This proposal has been superseded by a new proposal.

Introduction

Some functionalities are either not supported or too difficult to express using the DPath expression language. While it is possible to add desired functionality to the codebase, some may be applicable to only a small dataset and won't have widespread use. It also leaves the burden of implementing said functionalities on the Daffodil developers. We would like Daffodil to be able to register and execute external/user defined functions (UDFs) in DPath expressions.

See  Unable to render Jira issues macro, execution error.  for additional information.

Use Cases/Examples

A trivial use case would be adding a replace function callable from a DPath expression. In the DFDL Schema, we might call  something like the below; Where the function will return "Hello_World" if the element resolves to "Hello World". 

dfdl:choiceDispatchKey="{ sdf:replace(xs:string(../MessageTextFormatIdentifier), ' ', '_') }"

Another use case would be implementing normalizing elevation above Mean-Sea-Level (MSL) to Height-Above-Ellipsoid (HAE) for Link16F1 data. In the DFDL schema, we might call something like the below; where the functions will return the result of the conversion.

dfdl:outputValueCalc="{ mhdf:convert_to_hae(
	xs:int(../elevation), 
	xs:int(../hae_adjustment), 
	xs:float(../scaling_factor)) }"

Requirements

  1. The UDF will be defined in a stand-alone library outside of the Daffodil codebase
  2. The UDF must be accessible to and callable from the Daffodil code
  3. Daffodil must be able to process and pass the return value from the UDF back to the Schema
  4. The support of UDFs in the DFDL Schema must be language agnostic and not Java, Scala or Daffodil specific

Proposed Solution

The Daffodil solution will use a combination of JAVA's ServiceLoader and Reflection APIs.

UDF Implementation

The implementer will be expected to implement at least 2 classes. One will be a "provider" class containing a lookup function, that returns an initialized object based on a supplied name and namespace. This "provider" class will act as a traditional service provider as explained in the ServiceLoader API, and should have a src/META-INF/services folder in its JAVA project that contains the fully qualified name of the UDFunctionProvider class that we supply.

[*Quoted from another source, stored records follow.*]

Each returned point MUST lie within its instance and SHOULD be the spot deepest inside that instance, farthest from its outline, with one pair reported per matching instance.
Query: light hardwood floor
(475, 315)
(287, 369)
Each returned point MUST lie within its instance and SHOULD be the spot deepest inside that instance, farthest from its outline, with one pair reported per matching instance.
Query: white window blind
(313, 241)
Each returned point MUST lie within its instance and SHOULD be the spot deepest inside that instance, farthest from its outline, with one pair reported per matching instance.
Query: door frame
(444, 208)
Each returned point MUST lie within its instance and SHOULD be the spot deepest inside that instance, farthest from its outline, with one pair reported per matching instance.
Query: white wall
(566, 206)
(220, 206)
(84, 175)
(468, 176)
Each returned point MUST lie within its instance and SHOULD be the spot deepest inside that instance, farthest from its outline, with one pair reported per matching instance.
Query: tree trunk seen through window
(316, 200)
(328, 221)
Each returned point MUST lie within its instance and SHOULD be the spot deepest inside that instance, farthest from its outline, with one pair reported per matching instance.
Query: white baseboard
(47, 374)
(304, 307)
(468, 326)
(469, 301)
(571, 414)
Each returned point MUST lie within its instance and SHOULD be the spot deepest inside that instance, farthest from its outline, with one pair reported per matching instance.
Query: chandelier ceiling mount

Through this, this class will be made visible to the ServiceLoader API and the function class object can be returned to Daffodil.  This class will also be expected to have access to all the function classes it's responsible for, and be able to initialize them as needed.

public class myUDFunctionProvider extends UDFunctionProvider {
	public Objext lookupFunctionClass(String namespace, String name) {
		switch( String.join("_", namespace, name)) {
			case "ns1_func1":
				return new func1();
			case "ns2_func2":
				return new func2();
			case "ns1_func3":
				return new func3_randomName();
			default:
				return null;
		}
	}
}


The rest of the classes will contain the functionality of the UDF embodied in an evaluate method. This class is what will be initialized and returned by the provider class. This UDF class will be expected to implement 3 methods as seen below. Because the parameter types and the return types of the evaluate function are dependent on the functionality, and we really only care about the name, we will not provide an abstract class for it. Each function that the implementer wishes to expose must be defined in a class with an evaluate function, and must be available to the lookup function.

getName: String
getNamespace: String
evaluate: Any //Return type is function dependent, but must be called evaluate

Daffodil Service Loader

Daffodil will use the ServiceLoader API to poll for UDF Provider classes and return the desired function class on request.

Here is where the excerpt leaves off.